I find the possible answers not optimal for answering how varied ones languages are. Not only because of the mistakes in reading the question, that some people already mentioned, but also because the first answer is pretty wide:
"1) The same family with the same or different script, or another family with the same script."Basically no matter what language you learned - if it did not have another script than your native language - you will get this category.
But you will also fall into this category, if it's the same language family, but has a different script.
Because the Latin script is used for a huge varity of languages this category includes:
- A Spanish person learning Portuguese or Italian. (same family, same script)
- A Bulgarian learning Polish. (same family, different script)
- An Italian learning Dutch. (same script)

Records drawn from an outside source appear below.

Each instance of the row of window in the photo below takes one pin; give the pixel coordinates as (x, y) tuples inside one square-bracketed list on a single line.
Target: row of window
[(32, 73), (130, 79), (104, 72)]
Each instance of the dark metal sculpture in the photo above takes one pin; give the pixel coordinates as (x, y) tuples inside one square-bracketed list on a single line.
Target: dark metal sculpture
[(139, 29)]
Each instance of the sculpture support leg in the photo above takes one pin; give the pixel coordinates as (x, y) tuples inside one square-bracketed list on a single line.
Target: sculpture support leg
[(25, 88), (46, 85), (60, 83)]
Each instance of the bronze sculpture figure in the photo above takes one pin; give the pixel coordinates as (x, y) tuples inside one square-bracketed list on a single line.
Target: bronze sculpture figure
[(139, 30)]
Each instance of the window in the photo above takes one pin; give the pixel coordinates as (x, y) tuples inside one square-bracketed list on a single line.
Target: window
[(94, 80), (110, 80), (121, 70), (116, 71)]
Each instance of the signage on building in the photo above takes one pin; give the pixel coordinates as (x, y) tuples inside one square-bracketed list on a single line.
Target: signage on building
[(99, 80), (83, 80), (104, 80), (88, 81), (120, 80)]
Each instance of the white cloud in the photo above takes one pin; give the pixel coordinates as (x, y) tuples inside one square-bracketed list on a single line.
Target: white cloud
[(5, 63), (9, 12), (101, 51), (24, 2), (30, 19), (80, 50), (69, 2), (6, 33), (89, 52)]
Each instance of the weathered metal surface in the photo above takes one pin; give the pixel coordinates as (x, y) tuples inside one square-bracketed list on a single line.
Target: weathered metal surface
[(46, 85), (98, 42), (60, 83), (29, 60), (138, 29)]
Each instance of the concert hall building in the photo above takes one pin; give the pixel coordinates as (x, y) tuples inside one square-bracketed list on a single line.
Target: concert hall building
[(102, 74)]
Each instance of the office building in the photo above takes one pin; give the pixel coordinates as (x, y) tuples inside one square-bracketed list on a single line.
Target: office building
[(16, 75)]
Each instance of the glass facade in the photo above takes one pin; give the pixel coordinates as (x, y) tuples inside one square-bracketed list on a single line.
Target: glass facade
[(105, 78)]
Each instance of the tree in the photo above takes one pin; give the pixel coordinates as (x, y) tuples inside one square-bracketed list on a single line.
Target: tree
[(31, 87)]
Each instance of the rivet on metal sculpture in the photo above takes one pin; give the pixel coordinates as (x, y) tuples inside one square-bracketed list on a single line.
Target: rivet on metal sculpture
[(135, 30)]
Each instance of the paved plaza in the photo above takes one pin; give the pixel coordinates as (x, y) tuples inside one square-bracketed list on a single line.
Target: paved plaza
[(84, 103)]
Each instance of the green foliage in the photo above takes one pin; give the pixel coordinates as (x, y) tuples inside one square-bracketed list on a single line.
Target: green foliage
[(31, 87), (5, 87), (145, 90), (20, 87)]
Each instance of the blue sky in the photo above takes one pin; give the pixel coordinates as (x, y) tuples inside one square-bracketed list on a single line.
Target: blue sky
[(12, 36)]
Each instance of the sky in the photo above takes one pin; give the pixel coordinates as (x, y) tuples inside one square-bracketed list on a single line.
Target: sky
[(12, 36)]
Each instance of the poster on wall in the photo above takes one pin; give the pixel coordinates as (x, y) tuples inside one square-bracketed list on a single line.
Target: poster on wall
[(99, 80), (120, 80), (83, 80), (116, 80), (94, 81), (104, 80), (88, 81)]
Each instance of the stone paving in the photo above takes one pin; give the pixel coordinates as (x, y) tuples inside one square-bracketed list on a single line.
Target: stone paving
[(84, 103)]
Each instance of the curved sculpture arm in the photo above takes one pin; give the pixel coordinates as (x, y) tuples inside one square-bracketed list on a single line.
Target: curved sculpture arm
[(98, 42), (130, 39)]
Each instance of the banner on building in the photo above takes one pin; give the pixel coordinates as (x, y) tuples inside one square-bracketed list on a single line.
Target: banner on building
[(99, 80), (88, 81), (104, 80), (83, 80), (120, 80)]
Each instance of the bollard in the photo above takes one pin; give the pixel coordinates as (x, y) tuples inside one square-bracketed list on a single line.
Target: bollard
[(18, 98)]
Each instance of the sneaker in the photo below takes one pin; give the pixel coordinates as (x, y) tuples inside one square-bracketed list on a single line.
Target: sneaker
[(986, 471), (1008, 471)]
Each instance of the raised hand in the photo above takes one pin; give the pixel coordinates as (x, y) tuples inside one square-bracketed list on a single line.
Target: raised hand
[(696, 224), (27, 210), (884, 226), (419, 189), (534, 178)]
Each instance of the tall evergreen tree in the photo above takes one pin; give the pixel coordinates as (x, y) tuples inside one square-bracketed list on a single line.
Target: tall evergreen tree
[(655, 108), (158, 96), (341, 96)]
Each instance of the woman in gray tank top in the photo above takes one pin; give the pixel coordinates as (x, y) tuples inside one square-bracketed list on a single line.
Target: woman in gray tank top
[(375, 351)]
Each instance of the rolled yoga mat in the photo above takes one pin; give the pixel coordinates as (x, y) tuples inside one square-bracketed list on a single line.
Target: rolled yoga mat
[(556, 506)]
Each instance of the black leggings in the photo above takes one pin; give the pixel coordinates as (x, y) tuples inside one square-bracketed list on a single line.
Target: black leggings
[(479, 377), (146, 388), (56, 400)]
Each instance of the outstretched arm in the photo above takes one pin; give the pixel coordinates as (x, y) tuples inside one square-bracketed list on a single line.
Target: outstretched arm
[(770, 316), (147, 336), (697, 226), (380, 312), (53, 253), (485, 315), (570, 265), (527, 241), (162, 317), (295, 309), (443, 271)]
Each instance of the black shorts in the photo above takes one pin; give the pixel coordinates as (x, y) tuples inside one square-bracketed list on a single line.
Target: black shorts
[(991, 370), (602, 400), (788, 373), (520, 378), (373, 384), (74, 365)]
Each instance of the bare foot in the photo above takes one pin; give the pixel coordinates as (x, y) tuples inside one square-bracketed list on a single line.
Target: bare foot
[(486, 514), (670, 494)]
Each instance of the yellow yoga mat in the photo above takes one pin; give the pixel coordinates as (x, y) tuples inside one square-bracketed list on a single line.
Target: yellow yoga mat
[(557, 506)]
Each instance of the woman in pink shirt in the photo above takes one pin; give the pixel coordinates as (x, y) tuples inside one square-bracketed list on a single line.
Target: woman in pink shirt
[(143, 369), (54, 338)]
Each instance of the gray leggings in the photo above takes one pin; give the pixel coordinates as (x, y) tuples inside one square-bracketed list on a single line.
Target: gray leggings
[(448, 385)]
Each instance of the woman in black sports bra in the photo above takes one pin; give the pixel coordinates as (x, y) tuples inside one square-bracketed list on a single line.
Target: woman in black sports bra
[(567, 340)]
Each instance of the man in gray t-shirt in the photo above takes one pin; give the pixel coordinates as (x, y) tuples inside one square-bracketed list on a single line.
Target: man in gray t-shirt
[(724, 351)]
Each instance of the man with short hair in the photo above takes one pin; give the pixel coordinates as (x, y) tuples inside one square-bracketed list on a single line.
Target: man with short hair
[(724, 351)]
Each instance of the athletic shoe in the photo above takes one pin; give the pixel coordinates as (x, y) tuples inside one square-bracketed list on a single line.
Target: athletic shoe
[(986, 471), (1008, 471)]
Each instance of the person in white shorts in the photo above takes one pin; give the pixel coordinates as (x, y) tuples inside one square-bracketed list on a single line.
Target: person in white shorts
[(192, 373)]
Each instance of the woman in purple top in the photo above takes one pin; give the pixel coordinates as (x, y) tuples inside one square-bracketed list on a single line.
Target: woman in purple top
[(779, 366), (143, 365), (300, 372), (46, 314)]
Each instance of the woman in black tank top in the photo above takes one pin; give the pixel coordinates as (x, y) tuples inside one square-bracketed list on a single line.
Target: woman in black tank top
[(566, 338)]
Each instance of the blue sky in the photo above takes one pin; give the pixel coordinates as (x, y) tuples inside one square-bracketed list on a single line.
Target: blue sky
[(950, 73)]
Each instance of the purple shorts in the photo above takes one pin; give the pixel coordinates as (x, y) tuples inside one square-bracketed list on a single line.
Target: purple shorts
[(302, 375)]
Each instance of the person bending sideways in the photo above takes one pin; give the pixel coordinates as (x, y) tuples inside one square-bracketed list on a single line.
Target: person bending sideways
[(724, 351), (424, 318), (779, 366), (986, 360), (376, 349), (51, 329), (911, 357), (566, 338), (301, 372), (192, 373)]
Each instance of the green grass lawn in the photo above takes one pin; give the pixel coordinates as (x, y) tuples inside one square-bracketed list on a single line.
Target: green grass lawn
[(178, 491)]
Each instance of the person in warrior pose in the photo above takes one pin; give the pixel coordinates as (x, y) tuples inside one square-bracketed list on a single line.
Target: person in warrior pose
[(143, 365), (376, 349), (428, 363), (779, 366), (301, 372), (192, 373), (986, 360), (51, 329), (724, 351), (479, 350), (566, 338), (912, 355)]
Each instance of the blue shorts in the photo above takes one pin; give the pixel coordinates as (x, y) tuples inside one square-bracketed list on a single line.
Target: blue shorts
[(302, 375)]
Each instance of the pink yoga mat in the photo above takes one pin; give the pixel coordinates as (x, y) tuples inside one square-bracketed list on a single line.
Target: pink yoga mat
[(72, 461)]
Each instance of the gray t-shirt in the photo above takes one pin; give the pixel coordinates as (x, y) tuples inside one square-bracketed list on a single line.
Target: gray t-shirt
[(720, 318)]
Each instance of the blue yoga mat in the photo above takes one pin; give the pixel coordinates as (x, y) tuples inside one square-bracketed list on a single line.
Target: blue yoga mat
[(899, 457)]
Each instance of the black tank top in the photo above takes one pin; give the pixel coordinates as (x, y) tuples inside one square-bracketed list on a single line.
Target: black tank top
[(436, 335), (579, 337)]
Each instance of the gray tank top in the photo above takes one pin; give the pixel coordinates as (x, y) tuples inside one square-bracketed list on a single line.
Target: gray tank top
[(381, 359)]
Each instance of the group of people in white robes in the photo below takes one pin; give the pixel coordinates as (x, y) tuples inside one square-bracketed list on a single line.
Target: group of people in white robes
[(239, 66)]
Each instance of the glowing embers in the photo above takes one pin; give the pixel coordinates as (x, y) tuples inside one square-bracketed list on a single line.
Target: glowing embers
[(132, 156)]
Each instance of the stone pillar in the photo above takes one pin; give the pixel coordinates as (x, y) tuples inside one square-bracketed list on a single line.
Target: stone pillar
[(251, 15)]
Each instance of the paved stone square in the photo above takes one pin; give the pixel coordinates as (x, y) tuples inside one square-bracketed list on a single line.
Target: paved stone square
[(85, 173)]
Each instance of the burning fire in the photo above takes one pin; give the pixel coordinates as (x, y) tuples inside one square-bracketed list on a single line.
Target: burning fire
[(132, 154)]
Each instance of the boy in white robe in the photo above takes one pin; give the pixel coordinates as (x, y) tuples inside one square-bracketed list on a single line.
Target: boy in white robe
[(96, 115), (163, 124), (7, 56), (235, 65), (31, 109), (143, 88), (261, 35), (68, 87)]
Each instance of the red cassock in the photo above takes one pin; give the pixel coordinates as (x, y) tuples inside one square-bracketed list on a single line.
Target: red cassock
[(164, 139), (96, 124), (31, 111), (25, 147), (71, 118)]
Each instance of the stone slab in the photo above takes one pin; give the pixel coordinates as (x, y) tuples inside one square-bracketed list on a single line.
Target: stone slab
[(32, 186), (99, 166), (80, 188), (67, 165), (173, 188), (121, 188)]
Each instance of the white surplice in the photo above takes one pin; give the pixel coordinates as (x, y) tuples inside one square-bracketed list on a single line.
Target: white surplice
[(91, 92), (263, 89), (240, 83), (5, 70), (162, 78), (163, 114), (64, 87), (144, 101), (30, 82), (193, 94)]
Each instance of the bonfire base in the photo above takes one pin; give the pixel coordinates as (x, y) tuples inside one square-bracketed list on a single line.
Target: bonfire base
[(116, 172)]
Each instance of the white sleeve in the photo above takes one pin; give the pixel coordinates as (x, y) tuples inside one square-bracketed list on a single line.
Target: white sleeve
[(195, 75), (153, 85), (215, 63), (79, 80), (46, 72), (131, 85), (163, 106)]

- A French learning Finnish or Hungarian (still same script, though quite different family)
- A Swede learning Vietnamese. (Because vietnamese is nowadays written with a script, that is based on Latin characters with diacritics for the tones)
There have been several languages that switched their writing to the Latin script in the past, and I assume, more will follow.
This map on wikipedia shows actually how widely spread the Latin script is, though it does not show smaller languages, so it definitely has its flaws.
Despite the first category being so wide more than 50% picked answer 2 and 3, which I find honestly quite surprising, considering that it was supposed to only include languages that are already intermediate or higher.